I've started working the the latest preview of the ASP.NET MVC framework. I'm completely converting one of my sites, because learning by _doing _is typically the best way. Unfortunately, I've run into some alarming SEO (Search Engine Optimization) issues with this new paradigm (or more specifically, the Microsoft implementation).

Duplicate Ducks!

Duplicate Content

Duplicate content is a major issue. If a search engine (Google, which we're primarily concerned with) finds multiple identical pages, it could be seen as a spam technique. Google likes original content, and penalizes duplicate content.

The problem is that the ASP.NET MVC default routing is too forgiving. If I have a page with this address: "/controller/action/id", the routing engine happily serves it up at "/controller/action/id/". There is no reason to not be strict on this. In ASP.NET WebForms, if you forget the trailing slash, it will automatically perform a 301 (permanent) redirect to the version with the trailing slash.

ASP.NET MVC has a bug (I'm calling it that) that won't let you define a URL as requiring a trailing slash. Below, I've defined a route as a sample. In the URL to match, I have a trailing slash. In the routing code, the trailing slash is removed when it's added to the routing table. This also has the side-effect of generating the URL's without a trailing slash.

routes.MapRoute(
    "Legacy-Firefox",
    "Firefox-Extension/",
    new { controller = "Home", action = "Firefox", id = "" } );

Since routes can be configured to reuse actions and controllers, it makes more paths to follow. If I again use the route defined above, I end up with all of these valid addresses that could potentially be linked to and indexed:

  • a.com/Firefox-Extension
  • a.com/Firefox-Extension/
  • a.com/Home/Firefox
  • a.com/Home/Firefox/
  • a.com/Home/Firefox/anythingyouwant

If you're lucky, Google won't penalize duplicate content. However, if Google indexes the same content using multiple URL's, you won't get the benefit of focusing the PageRank. A similar situation occurs with you have a site that can be addressed like "cnn.com" and "www.cnn.com". They counted as separate pages, that end up competing for good rank.

Legacy URL's

I'm sure there is a large group of people that are anxiously awaiting to take advantage of the new MVC style development. Many of them will undoubtedly have existing URL's they want to preserve.

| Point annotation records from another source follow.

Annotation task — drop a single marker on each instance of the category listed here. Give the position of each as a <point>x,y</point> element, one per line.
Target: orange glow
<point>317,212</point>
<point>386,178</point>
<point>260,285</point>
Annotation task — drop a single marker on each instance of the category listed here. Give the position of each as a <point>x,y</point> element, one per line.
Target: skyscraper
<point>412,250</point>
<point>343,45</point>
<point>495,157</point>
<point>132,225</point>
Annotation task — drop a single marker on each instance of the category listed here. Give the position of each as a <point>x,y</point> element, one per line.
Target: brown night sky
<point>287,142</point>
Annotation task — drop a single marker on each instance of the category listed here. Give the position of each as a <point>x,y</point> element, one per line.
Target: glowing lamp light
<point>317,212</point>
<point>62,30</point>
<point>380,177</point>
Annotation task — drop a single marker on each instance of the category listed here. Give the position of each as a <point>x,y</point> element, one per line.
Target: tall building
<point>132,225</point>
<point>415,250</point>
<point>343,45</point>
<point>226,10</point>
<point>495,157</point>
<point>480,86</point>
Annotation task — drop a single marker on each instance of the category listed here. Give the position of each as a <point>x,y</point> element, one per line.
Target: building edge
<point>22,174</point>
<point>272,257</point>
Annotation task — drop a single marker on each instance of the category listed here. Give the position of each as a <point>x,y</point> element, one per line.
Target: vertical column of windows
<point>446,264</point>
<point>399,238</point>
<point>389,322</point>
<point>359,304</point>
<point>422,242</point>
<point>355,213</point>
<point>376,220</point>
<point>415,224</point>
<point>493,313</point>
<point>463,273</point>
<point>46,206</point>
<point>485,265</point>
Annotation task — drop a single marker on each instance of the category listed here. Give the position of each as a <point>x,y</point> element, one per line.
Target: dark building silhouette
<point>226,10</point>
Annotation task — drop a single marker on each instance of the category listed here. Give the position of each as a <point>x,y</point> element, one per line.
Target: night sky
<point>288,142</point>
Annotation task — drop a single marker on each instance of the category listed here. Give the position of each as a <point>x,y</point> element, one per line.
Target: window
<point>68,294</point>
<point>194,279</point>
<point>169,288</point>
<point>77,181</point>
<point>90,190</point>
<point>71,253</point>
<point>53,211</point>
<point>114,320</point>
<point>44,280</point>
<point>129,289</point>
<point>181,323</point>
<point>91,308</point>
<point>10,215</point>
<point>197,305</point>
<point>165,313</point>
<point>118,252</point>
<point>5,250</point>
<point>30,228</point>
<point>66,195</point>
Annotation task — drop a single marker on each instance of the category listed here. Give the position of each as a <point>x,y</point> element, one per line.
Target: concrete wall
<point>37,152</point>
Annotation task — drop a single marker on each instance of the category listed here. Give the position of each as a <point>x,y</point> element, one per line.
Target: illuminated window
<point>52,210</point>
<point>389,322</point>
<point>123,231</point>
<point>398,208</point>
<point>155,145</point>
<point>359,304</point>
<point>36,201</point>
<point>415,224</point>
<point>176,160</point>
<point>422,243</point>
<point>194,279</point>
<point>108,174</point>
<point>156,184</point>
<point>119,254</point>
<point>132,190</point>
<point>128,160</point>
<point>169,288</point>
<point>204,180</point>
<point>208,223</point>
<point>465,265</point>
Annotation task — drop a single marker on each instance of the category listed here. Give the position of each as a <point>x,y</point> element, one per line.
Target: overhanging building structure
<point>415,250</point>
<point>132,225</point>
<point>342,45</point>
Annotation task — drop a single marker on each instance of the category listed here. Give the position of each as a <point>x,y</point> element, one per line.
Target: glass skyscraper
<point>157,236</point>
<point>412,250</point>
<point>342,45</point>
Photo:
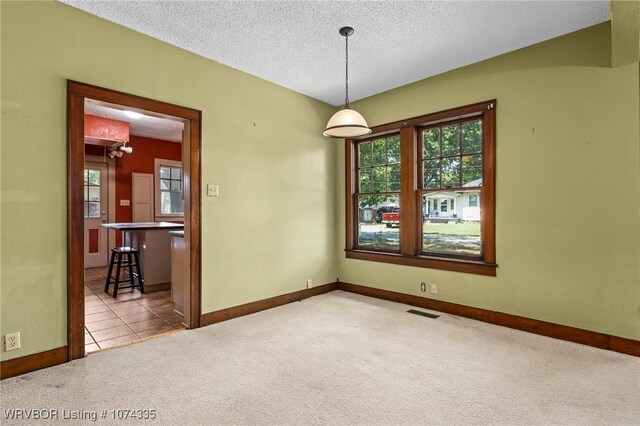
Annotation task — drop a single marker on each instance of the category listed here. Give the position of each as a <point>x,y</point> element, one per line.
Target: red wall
<point>145,150</point>
<point>141,160</point>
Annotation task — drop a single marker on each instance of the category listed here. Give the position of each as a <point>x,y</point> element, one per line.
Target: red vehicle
<point>391,218</point>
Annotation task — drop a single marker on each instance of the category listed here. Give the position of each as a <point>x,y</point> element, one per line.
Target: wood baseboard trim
<point>563,332</point>
<point>28,363</point>
<point>261,305</point>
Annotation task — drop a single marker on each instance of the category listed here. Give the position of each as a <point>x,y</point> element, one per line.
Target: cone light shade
<point>346,123</point>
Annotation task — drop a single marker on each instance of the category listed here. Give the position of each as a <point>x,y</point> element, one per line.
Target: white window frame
<point>159,162</point>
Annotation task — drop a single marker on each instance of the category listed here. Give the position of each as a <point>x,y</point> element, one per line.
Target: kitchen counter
<point>143,226</point>
<point>154,243</point>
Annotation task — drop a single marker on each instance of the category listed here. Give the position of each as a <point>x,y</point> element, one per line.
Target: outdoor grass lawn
<point>462,229</point>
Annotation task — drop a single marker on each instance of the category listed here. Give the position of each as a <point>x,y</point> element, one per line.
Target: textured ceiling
<point>296,43</point>
<point>147,126</point>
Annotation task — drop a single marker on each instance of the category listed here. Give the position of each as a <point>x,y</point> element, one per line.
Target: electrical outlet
<point>12,341</point>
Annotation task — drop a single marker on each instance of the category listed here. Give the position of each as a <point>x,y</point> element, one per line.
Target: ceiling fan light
<point>346,123</point>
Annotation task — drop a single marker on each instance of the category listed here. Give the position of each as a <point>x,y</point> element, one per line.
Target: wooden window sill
<point>447,264</point>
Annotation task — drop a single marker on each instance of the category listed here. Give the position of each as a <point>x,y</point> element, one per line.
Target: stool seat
<point>125,250</point>
<point>122,257</point>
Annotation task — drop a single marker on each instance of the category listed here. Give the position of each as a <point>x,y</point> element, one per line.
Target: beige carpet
<point>341,358</point>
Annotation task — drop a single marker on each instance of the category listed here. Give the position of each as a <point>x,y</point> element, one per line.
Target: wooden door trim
<point>77,92</point>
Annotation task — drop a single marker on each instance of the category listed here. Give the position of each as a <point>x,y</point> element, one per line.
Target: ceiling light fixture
<point>346,123</point>
<point>133,114</point>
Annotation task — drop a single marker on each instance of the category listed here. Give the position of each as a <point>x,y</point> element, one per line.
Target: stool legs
<point>140,278</point>
<point>117,283</point>
<point>113,258</point>
<point>126,257</point>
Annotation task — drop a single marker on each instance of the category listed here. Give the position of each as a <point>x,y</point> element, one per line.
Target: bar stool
<point>124,259</point>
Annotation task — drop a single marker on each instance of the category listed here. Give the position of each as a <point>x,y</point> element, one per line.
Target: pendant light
<point>346,123</point>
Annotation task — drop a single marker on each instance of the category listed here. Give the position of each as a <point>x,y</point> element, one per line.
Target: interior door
<point>95,214</point>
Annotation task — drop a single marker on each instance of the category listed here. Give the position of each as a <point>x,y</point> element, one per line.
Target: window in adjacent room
<point>91,193</point>
<point>169,185</point>
<point>437,174</point>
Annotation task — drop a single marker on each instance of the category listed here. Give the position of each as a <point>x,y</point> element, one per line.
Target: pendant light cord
<point>346,72</point>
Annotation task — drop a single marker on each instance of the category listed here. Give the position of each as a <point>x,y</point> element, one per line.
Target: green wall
<point>568,184</point>
<point>272,226</point>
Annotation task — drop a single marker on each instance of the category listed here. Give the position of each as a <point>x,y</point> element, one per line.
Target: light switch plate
<point>213,190</point>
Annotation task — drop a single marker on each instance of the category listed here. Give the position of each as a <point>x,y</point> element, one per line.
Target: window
<point>91,193</point>
<point>378,189</point>
<point>439,171</point>
<point>169,185</point>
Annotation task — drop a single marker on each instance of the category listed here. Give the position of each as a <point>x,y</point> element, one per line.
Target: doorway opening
<point>111,206</point>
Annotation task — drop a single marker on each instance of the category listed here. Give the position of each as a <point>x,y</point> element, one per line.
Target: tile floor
<point>131,316</point>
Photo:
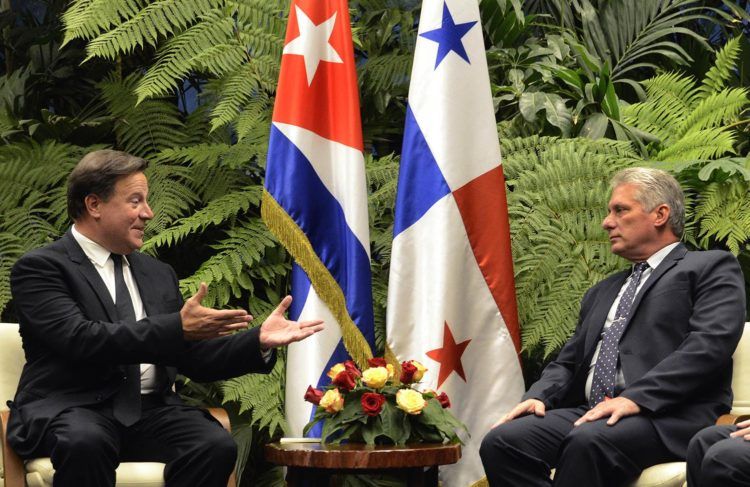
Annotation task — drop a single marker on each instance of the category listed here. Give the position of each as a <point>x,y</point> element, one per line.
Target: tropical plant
<point>694,126</point>
<point>557,201</point>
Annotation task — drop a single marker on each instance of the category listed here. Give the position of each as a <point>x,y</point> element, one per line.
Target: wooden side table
<point>315,462</point>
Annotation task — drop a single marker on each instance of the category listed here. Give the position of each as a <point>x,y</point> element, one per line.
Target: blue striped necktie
<point>605,370</point>
<point>126,406</point>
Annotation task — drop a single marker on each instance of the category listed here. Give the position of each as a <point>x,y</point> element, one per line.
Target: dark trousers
<point>522,452</point>
<point>86,444</point>
<point>716,460</point>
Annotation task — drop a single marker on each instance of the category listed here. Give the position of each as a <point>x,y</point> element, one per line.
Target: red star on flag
<point>449,356</point>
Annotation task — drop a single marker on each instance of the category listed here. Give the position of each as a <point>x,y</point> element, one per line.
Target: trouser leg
<point>599,455</point>
<point>195,448</point>
<point>716,460</point>
<point>521,452</point>
<point>84,447</point>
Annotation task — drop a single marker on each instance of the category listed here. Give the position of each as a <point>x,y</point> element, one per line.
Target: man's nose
<point>147,213</point>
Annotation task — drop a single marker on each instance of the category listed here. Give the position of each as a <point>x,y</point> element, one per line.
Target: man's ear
<point>93,205</point>
<point>661,215</point>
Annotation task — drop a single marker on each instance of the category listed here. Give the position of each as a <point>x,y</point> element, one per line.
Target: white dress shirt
<point>653,263</point>
<point>105,266</point>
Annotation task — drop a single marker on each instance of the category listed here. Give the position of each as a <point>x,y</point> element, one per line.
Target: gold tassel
<point>296,242</point>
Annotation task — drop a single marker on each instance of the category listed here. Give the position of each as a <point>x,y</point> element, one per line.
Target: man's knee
<point>588,437</point>
<point>219,445</point>
<point>498,440</point>
<point>87,442</point>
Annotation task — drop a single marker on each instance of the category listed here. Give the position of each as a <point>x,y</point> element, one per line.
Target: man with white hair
<point>649,364</point>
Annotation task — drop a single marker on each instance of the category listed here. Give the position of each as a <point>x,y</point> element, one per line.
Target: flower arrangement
<point>370,406</point>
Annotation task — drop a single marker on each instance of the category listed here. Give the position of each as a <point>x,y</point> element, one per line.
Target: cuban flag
<point>316,197</point>
<point>451,295</point>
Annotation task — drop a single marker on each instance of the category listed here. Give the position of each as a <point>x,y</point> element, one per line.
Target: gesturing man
<point>105,331</point>
<point>648,365</point>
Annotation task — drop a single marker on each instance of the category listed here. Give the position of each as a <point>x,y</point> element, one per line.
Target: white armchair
<point>38,472</point>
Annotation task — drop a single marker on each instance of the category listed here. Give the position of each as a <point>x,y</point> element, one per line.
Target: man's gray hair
<point>656,187</point>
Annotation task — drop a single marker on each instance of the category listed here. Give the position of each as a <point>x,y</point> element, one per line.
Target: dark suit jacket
<point>676,352</point>
<point>75,349</point>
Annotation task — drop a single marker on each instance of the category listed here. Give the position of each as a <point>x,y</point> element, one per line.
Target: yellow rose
<point>410,401</point>
<point>332,401</point>
<point>375,377</point>
<point>421,369</point>
<point>335,370</point>
<point>391,370</point>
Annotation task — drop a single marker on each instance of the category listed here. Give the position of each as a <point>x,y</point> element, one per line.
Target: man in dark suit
<point>648,365</point>
<point>719,456</point>
<point>105,330</point>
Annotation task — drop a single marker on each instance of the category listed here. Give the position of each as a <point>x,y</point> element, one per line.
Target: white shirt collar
<point>660,255</point>
<point>95,252</point>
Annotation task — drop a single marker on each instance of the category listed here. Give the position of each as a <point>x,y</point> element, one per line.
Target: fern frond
<point>170,195</point>
<point>384,72</point>
<point>717,76</point>
<point>240,88</point>
<point>86,19</point>
<point>156,21</point>
<point>177,58</point>
<point>715,110</point>
<point>261,395</point>
<point>214,213</point>
<point>558,201</point>
<point>723,212</point>
<point>144,129</point>
<point>703,144</point>
<point>244,246</point>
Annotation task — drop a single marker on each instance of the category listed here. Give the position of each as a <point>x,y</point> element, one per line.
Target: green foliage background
<point>582,88</point>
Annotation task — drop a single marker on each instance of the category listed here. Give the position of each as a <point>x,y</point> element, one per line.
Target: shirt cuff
<point>266,355</point>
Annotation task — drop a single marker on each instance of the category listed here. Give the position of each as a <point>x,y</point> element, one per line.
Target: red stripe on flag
<point>330,105</point>
<point>484,210</point>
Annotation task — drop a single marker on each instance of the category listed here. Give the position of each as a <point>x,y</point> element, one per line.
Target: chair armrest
<point>15,474</point>
<point>222,417</point>
<point>725,419</point>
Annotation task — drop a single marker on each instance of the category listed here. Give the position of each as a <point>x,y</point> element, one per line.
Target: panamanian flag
<point>316,197</point>
<point>451,294</point>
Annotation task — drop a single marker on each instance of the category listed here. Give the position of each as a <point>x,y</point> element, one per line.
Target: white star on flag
<point>312,43</point>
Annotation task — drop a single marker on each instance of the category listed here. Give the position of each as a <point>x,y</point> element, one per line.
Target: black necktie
<point>605,370</point>
<point>126,406</point>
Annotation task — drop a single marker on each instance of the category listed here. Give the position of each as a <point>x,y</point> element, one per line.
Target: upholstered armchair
<point>38,472</point>
<point>673,474</point>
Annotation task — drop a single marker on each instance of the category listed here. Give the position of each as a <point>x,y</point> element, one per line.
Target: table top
<point>361,456</point>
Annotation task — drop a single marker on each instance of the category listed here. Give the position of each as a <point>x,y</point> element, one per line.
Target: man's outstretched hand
<point>201,323</point>
<point>277,330</point>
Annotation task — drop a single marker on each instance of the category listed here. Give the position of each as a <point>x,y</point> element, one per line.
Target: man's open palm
<point>277,330</point>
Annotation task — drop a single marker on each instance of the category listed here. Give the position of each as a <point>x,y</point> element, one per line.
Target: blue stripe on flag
<point>297,188</point>
<point>420,182</point>
<point>300,289</point>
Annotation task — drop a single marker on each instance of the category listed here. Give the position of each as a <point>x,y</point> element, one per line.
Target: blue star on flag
<point>449,37</point>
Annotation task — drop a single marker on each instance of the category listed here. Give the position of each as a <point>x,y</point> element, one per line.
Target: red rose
<point>444,400</point>
<point>351,367</point>
<point>313,395</point>
<point>372,403</point>
<point>376,362</point>
<point>344,380</point>
<point>407,372</point>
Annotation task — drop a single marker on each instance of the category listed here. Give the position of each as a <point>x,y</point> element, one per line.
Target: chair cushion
<point>136,474</point>
<point>663,475</point>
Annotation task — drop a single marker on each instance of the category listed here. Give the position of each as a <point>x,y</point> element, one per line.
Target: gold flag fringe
<point>298,245</point>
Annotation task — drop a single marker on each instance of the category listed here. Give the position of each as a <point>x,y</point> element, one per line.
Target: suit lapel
<point>666,265</point>
<point>139,270</point>
<point>87,269</point>
<point>600,311</point>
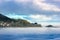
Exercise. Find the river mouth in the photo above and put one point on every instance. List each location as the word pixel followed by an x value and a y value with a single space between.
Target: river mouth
pixel 30 33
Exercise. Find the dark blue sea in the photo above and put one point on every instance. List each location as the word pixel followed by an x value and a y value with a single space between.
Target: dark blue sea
pixel 29 33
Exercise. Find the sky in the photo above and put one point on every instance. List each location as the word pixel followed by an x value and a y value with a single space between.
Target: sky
pixel 40 11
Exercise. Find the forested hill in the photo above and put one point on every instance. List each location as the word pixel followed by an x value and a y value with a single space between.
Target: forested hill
pixel 8 22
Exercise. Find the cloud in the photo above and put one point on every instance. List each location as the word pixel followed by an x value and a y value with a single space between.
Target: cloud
pixel 40 17
pixel 46 6
pixel 19 1
pixel 56 0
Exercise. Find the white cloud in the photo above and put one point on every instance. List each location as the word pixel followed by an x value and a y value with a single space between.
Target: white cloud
pixel 45 6
pixel 40 4
pixel 56 0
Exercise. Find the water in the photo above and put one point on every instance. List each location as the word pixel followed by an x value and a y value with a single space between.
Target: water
pixel 30 33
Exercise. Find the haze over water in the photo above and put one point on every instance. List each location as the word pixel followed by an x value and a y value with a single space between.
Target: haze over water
pixel 30 33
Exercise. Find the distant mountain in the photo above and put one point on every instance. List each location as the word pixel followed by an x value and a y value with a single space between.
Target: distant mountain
pixel 4 18
pixel 8 22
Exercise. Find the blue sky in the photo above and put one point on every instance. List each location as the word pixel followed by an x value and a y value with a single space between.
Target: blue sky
pixel 40 11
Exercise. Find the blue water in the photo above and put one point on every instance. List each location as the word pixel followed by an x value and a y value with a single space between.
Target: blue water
pixel 6 34
pixel 31 37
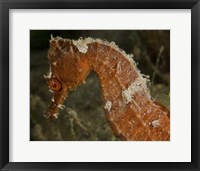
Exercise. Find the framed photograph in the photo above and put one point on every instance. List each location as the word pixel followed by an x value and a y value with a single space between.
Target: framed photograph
pixel 99 85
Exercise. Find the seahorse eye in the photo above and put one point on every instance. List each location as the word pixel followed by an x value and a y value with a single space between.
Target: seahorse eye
pixel 54 84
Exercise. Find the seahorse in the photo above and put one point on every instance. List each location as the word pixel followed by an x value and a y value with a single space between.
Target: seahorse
pixel 130 110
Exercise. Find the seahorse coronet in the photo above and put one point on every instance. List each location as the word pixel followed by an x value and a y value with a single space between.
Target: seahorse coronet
pixel 129 108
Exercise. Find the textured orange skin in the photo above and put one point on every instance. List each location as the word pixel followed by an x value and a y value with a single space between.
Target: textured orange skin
pixel 128 121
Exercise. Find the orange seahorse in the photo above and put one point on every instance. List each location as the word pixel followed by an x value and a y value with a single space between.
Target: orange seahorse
pixel 130 110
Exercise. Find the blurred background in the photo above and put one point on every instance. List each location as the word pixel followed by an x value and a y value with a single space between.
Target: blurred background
pixel 83 118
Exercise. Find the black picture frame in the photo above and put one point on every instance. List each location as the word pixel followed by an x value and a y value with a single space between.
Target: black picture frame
pixel 5 5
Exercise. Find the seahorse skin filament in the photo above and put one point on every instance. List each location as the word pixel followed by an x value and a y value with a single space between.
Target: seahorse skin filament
pixel 130 110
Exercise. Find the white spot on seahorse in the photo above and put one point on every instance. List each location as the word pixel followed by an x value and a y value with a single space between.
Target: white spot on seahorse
pixel 61 106
pixel 55 115
pixel 155 123
pixel 131 90
pixel 48 76
pixel 54 63
pixel 81 44
pixel 108 105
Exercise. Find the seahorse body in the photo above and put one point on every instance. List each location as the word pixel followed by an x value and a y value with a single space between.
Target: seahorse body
pixel 130 110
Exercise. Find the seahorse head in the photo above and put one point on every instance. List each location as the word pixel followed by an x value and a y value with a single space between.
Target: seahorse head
pixel 68 69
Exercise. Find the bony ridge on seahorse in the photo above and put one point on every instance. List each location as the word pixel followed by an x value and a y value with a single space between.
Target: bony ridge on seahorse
pixel 130 110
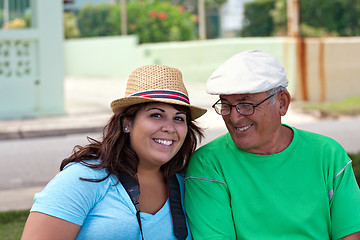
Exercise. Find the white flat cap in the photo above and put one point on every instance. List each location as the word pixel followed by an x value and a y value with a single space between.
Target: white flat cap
pixel 247 72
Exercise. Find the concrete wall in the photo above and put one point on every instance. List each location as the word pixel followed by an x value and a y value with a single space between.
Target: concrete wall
pixel 103 56
pixel 118 56
pixel 31 65
pixel 332 67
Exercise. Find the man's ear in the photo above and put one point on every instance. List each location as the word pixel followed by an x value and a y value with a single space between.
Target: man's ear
pixel 126 125
pixel 284 101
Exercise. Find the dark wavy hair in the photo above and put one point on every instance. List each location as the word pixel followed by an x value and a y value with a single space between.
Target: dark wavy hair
pixel 116 154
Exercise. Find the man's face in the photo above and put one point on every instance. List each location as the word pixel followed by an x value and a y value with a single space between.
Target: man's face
pixel 258 132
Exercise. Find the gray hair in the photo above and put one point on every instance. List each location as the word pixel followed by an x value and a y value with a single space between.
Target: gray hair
pixel 275 91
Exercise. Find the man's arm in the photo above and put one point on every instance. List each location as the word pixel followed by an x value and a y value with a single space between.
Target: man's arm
pixel 207 202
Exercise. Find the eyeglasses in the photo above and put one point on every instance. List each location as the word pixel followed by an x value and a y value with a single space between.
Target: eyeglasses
pixel 245 109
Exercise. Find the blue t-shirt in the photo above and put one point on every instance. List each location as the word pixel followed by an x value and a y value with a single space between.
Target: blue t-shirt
pixel 103 209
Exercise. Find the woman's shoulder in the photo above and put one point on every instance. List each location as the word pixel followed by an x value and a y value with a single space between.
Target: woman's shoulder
pixel 85 168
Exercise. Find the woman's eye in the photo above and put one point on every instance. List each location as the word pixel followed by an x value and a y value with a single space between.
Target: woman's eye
pixel 182 119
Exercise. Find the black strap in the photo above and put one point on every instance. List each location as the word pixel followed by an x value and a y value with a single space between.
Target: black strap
pixel 177 213
pixel 176 208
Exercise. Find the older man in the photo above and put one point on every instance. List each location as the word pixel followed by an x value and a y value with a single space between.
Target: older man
pixel 264 179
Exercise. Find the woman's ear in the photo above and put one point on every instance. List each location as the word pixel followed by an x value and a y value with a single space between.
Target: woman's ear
pixel 284 100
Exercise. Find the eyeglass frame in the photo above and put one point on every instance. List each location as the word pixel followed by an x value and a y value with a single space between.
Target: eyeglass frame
pixel 231 106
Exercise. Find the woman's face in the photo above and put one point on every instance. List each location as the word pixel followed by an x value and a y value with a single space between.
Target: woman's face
pixel 157 133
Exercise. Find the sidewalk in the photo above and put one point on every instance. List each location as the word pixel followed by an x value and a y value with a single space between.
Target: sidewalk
pixel 87 102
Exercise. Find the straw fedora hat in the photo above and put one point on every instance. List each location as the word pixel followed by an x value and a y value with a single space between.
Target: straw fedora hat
pixel 156 83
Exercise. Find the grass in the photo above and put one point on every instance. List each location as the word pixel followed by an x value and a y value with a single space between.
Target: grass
pixel 12 224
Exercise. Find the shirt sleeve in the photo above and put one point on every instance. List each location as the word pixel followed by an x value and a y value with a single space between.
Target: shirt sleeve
pixel 68 197
pixel 345 201
pixel 207 202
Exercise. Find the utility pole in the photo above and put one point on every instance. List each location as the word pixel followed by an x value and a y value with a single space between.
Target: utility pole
pixel 202 19
pixel 123 17
pixel 293 20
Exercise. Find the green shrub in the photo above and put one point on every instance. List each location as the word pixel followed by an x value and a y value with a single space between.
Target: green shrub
pixel 257 18
pixel 70 25
pixel 93 21
pixel 154 21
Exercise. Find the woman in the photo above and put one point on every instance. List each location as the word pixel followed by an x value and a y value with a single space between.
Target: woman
pixel 148 141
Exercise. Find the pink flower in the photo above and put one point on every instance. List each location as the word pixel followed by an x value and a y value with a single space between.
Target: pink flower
pixel 153 14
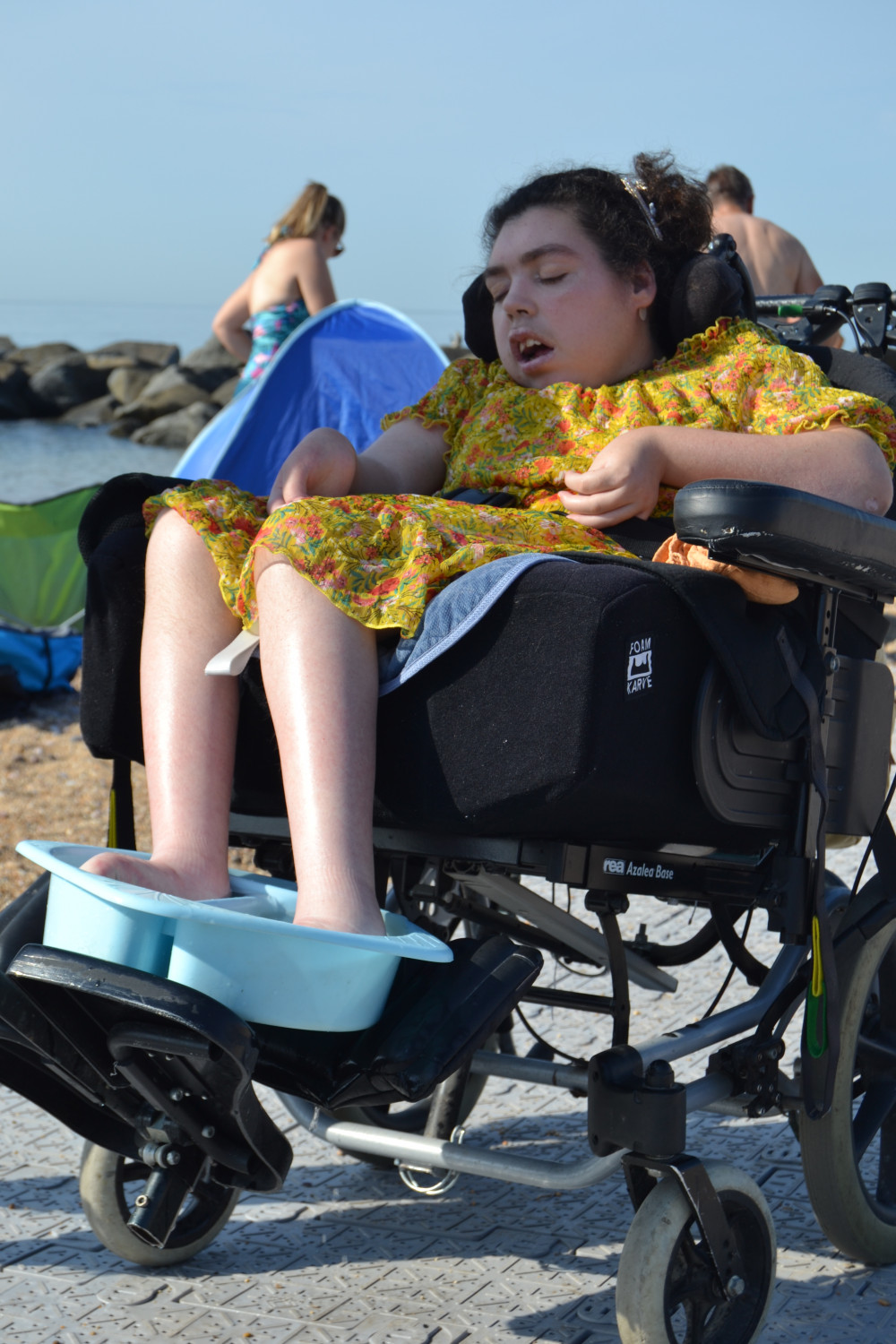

There are a couple of ways to handle this issue. The search engines would prefer that your URL's simply remain the same. This is possible, but requires some fancy routing. The SEO community highly recommends this approach (with good cause).

Another way to handle it is to adopt the new REST style URL's that typically make the most sense with an MVC approach: "/controller/action/id". Then, setup 301 redirects from the old addresses to the new one's. This article discusses the technical details. In theory, this should be the best scenario. However, Google themselves say to get the incoming links pointed to the new addresses ASAP. The truth is, this solution sucks. I've actually done this with a site. It was search engine suicide for a couple of months. I eventually got my old position back, but lost a significant amount of revenue because of it.

Yet another way that I found is to set up multiple routes so that the content is accessible with both the old and new addresses. If you've been paying attention, you'll know that this counts as duplicate content, and is very, very bad. I was in shock when I found this approach being advocated.

Conclusion

I'm not saying the routing system is completely wrong, I just think it would be set up so that the easy way of migrating a site is the correct way, or as close to it as possible. I don't want to have to write custom routing. At the very least, come up with a way to designate that a particular action has a single path (and cancel out additional paths in other routes). It would also be nice if there was a way to use the old style urlMapping section in the web.config for legacy URL's.

If I'm completely wrong about how the routing works, let me know. It's difficult to find good information (which is understandable right now), and I'm admittedly still in an early learning stage.